Now eratosthenes is 21 times faster. As you can see it's clear that eratosthenes is much faster.

using numpy arrays it's quite easy to reduce the memory by 32 or 64(depending on your machine architecture) and obtain much faster results:

>>> import numpy as np
>>> def erat2(n):
...     ar = np.ones(n, dtype=bool)
...     ar[0] = ar[1] = False
...     ar[4::2] = False
...     for j in xrange(3, n, 2):
...             if ar[j]:
...                     ar[j**2::2*j] = False
...     return ar.nonzero()[0]
... 
>>> timeit.timeit('erat2(10000)', 'from __main__ import erat2', number=1000)
0.5136890411376953

An other 4 times faster than the other sieve.

Question 2

What you are doing is trial divison - testing each candidate prime against each known prime below it. Skipping odd numbers in the call to range will save you some divisions, but this is exactly the technique sieveing is based on: you know that every second number is divisible by 2, and therefore composite. The sieve just extends this to:

every third number is divible by three, and therefore composite;
every fifth by five, and therefore composite

and so on. Since the Sieve is regarded as one of the most time-efficient algorithms available, and trial division as one of the least (wikipedia describes the sieve as O(n log log n), and per the comments below, your algorithm is likely O(n^2 / log n)) ) , it is reasonable to assume that trial division with some Sieve-like optimisation falls short of sieving.

Question 3

"how to benchmark the efficiencies?"

measure empirical orders of growth, that's how! :)

e.g. with data from the accepted answer, log_10(50.41/0.9) = 1.75, and log_10(2.31/0.21) = 1.04, so it's ~ n^1.75 empirical order of growth for your TD (trial division) code (in the range 1,000 ... 10,000) vs. ~ n^1.04 for the sieve of Eratosthenes.

Which, the latter, is consistent with n log log n, and the former, with n^2 / log(n)^2, as it should.

With g(n) = n^2 / log(n)^2, we have g(10000)/g(1000) = 56.25, which is just 0.4% off the empirical value 50.41/0.9 = 56.01. But with g2(n) = n^2 / log(n), we have g2(10000)/g2(1000) = 75, which is way off from the evidence.

About time complexity: actually, most of composites fail early (are multiples of small primes). To produce k=n/log(n) primes takes O(k^2) time here, testing each prime number by all its preceding primes, a.o.t. just those not exceeding its square root.

Composites don't add to the complexity (exact analysis in M. ONeill's JFP article (pg 4) gives the same complexity for composites as for primes when testing up to sqrt - each composite is guaranteed to have a prime factor not greater than its sqrt - so complexity for composites is even less than the complexity for primes here).

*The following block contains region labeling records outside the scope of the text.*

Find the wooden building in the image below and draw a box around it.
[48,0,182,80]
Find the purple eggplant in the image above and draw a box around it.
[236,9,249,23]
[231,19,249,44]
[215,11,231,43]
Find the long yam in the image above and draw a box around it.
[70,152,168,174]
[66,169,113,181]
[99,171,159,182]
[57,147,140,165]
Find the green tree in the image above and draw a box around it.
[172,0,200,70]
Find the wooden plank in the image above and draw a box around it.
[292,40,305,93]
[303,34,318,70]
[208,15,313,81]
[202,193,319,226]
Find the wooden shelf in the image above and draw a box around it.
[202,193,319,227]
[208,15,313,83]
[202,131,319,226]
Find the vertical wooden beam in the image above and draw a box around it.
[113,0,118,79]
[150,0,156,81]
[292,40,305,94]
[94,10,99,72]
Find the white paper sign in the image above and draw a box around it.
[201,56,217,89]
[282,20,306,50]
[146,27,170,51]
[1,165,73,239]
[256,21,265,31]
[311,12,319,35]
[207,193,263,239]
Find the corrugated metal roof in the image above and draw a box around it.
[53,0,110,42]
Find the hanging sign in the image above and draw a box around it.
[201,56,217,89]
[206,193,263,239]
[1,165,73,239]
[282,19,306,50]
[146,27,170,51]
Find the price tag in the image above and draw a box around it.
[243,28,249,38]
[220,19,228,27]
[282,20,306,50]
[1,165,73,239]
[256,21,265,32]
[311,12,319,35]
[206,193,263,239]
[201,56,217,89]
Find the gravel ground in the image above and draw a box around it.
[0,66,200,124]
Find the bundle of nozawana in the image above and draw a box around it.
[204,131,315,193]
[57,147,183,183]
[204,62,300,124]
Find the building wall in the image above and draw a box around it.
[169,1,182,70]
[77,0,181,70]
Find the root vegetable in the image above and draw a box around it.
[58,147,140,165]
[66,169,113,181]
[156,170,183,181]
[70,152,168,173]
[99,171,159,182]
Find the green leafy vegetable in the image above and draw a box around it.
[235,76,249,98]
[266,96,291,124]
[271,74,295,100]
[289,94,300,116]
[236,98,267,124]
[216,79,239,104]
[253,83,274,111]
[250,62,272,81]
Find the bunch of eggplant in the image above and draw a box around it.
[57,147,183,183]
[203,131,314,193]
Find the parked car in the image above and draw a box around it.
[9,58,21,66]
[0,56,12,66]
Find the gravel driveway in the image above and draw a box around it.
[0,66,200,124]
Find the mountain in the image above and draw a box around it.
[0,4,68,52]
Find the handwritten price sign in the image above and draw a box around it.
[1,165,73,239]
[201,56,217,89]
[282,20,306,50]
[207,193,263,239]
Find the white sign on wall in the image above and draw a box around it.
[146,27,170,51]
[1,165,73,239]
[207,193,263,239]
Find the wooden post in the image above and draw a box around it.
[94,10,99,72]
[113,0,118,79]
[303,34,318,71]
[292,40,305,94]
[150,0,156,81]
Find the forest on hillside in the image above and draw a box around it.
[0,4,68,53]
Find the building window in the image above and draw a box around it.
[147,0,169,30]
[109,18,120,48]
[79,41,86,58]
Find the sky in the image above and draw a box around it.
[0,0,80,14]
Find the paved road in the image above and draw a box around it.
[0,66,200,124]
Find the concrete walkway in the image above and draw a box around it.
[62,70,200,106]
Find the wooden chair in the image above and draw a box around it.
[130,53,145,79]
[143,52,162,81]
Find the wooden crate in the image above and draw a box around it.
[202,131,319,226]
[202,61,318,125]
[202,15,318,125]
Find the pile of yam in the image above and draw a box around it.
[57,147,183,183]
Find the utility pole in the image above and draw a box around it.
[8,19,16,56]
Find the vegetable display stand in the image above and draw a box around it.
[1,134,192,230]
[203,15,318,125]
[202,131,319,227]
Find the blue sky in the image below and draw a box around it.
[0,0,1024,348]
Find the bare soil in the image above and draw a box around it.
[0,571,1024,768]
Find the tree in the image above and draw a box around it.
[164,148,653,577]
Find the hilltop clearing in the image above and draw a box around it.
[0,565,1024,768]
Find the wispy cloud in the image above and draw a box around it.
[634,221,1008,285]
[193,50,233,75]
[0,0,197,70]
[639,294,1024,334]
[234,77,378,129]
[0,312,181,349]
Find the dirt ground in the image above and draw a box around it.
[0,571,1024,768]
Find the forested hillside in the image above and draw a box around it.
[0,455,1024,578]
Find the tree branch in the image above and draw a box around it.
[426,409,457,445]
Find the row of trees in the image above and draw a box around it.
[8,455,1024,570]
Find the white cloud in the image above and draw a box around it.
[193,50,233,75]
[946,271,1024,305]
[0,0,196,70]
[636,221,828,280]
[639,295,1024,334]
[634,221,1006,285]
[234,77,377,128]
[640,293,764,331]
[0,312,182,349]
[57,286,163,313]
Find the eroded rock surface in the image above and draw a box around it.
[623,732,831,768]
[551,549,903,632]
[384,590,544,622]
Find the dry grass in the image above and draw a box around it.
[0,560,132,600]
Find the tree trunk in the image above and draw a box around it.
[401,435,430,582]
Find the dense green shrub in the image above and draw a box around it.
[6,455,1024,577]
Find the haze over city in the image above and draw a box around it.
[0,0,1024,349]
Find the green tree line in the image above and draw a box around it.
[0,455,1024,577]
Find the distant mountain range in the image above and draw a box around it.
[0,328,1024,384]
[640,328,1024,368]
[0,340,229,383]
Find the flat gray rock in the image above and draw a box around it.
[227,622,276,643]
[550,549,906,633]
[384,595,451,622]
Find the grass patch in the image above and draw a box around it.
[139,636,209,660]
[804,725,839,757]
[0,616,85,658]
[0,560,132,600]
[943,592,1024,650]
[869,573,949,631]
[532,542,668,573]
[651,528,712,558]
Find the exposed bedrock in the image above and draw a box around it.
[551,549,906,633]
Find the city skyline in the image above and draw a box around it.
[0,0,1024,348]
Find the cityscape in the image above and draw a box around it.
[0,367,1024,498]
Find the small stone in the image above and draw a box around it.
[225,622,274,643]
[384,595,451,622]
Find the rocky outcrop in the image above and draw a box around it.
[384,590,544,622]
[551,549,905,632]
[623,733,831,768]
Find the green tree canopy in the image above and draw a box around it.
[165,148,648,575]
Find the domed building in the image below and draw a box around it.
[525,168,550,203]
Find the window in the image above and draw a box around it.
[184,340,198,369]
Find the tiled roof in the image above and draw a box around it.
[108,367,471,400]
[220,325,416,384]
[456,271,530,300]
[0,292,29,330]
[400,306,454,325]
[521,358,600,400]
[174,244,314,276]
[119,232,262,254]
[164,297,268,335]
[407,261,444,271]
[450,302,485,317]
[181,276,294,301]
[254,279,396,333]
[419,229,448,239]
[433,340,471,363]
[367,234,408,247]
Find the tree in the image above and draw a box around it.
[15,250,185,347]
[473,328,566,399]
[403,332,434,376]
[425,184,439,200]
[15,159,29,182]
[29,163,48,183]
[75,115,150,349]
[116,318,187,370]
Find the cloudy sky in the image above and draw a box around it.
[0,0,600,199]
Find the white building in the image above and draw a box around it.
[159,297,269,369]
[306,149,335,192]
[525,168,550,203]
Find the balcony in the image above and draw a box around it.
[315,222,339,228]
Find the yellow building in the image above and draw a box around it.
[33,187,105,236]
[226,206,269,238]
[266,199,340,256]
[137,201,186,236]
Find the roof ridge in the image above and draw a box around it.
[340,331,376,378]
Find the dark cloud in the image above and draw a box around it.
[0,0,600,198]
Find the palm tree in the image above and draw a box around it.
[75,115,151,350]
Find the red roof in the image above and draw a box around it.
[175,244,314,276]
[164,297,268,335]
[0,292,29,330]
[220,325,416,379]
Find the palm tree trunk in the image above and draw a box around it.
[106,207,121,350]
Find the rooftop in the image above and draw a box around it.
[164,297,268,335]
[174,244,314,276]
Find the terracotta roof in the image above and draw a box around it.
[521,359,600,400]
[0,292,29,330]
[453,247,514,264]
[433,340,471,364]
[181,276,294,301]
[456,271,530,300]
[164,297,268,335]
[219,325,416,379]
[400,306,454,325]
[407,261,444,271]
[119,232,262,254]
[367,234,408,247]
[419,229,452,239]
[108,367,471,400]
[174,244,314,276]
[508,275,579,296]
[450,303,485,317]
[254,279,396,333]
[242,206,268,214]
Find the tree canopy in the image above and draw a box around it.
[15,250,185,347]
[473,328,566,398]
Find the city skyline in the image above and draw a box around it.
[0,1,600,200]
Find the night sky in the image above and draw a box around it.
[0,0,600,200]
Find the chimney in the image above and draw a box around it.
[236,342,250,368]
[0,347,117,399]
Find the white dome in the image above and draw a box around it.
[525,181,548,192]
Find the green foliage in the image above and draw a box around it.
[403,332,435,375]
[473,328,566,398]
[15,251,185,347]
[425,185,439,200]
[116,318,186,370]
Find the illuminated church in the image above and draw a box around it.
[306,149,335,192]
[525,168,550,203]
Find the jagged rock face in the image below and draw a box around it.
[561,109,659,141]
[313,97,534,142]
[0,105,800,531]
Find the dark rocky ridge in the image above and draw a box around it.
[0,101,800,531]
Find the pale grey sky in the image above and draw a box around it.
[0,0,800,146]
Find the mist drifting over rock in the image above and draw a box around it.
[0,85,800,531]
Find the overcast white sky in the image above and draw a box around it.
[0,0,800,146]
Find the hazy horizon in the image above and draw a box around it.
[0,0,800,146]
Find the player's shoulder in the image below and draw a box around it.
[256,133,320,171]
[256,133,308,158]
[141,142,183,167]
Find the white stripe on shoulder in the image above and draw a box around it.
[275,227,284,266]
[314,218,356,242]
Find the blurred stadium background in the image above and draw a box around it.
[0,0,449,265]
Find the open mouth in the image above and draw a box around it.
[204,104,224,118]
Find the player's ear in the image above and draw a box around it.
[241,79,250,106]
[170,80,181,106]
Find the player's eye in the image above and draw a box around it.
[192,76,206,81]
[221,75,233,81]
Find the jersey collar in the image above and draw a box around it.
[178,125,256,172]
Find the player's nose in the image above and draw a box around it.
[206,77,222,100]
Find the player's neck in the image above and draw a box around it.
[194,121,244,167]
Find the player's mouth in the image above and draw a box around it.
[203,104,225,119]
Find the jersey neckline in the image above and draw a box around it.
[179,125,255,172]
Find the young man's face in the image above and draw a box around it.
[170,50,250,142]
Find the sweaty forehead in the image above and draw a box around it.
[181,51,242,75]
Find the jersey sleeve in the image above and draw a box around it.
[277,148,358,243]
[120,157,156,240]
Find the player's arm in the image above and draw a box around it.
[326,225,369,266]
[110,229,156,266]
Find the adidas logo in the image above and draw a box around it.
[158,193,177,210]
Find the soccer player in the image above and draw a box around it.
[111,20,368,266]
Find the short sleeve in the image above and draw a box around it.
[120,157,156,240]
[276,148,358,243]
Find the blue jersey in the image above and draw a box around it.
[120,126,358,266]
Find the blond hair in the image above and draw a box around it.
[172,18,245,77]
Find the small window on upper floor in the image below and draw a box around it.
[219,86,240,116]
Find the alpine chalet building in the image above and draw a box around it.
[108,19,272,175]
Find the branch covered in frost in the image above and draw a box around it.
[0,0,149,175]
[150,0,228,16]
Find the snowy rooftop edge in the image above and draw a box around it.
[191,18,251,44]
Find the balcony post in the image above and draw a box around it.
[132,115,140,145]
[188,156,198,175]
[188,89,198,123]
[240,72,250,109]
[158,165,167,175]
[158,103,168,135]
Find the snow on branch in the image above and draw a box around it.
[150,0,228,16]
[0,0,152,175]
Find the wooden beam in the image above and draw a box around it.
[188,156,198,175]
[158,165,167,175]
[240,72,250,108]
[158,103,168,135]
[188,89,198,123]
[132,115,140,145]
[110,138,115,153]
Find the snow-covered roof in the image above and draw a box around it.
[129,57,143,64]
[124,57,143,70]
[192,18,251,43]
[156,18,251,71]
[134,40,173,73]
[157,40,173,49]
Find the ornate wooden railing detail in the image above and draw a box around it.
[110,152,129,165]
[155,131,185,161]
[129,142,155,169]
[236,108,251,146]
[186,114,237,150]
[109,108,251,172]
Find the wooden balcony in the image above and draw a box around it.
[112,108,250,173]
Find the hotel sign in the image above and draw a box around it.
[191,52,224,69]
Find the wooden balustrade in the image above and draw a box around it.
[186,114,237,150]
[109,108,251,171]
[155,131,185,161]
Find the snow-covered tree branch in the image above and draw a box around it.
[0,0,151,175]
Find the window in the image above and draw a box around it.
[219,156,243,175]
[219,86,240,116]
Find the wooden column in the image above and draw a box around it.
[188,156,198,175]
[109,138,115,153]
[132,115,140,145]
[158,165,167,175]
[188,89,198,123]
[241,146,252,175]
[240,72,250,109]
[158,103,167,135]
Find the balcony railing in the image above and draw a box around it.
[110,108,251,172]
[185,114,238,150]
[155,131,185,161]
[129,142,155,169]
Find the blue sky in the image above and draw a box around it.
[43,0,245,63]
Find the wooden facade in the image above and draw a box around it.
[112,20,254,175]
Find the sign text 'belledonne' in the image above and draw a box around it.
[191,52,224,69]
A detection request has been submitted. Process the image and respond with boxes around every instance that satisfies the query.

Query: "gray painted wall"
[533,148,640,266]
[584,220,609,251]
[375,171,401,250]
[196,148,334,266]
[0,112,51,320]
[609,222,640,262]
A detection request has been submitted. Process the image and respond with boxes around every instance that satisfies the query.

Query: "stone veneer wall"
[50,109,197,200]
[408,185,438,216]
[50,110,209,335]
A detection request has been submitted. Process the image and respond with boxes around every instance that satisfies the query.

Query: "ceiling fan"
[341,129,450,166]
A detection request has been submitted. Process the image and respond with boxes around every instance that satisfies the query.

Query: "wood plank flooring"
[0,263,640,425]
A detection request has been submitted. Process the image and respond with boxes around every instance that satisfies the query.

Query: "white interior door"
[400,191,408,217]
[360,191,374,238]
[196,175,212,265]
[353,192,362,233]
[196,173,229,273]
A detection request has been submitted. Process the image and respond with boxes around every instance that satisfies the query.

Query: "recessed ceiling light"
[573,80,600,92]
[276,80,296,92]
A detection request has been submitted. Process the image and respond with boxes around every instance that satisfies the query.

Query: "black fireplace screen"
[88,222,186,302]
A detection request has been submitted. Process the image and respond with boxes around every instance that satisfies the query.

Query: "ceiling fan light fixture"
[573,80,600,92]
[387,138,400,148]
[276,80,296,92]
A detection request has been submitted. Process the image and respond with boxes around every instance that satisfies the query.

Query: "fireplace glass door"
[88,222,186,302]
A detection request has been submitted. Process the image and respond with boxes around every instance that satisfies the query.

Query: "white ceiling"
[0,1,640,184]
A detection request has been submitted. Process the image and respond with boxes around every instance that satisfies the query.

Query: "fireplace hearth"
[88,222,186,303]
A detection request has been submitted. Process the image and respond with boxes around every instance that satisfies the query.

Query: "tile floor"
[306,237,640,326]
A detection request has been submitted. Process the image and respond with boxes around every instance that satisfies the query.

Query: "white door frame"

So overall it's O(k^2), which is to say, O(n^2/log(n)^2).

By adding just two lines you can improve your code's speed drastically, from O(n^2/log(n)^2) to O(n^1.5/log(n)^2) time complexity:

    for j in ans: 
        if j*j > i: 
            ans.append(i); break; 
        if i % j == 0:
            break
    # else:
    #     ans.append(i)

The improvement in time complexity means the run time ratio of 17.8x for 10,000 over 1,000, instead of 56.25x as before. This translates to ~ n^1.25 empirical order of growth in this range (instead of ~ n^1.75). The absolute run time for 10,000 call will be much closer to the 2.31 seconds than the old 50.41 seconds.

BTW your original code is equivalent to the famous code by David Turner,

primes = sieve [2..]
sieve (x:xs) = x : sieve [y | y <- xs, rem y x /= 0]

and the improved code, to this:

primes = 2 : sieve [3..] primes 
sieve xs (p:ps) | (h,t) <- span (< p*p) xs =
              h ++ sieve [y | y <- t, rem y p /= 0] ps

(the code is in Haskell by I think it's readable enough. x:xs stands for a list with x the head element and xs the rest of list).

Question 4

Since range in Python 2 returns a list, your algorithm's space complexity is still O(n), so it is not more space efficient (at least not asymptotically). If you used xrange (or range in Python 3), it would be somewhat more space efficient because you'd only be storing the primes - not all numbers up to n.

Your time efficiency will be worse than a sieve either way.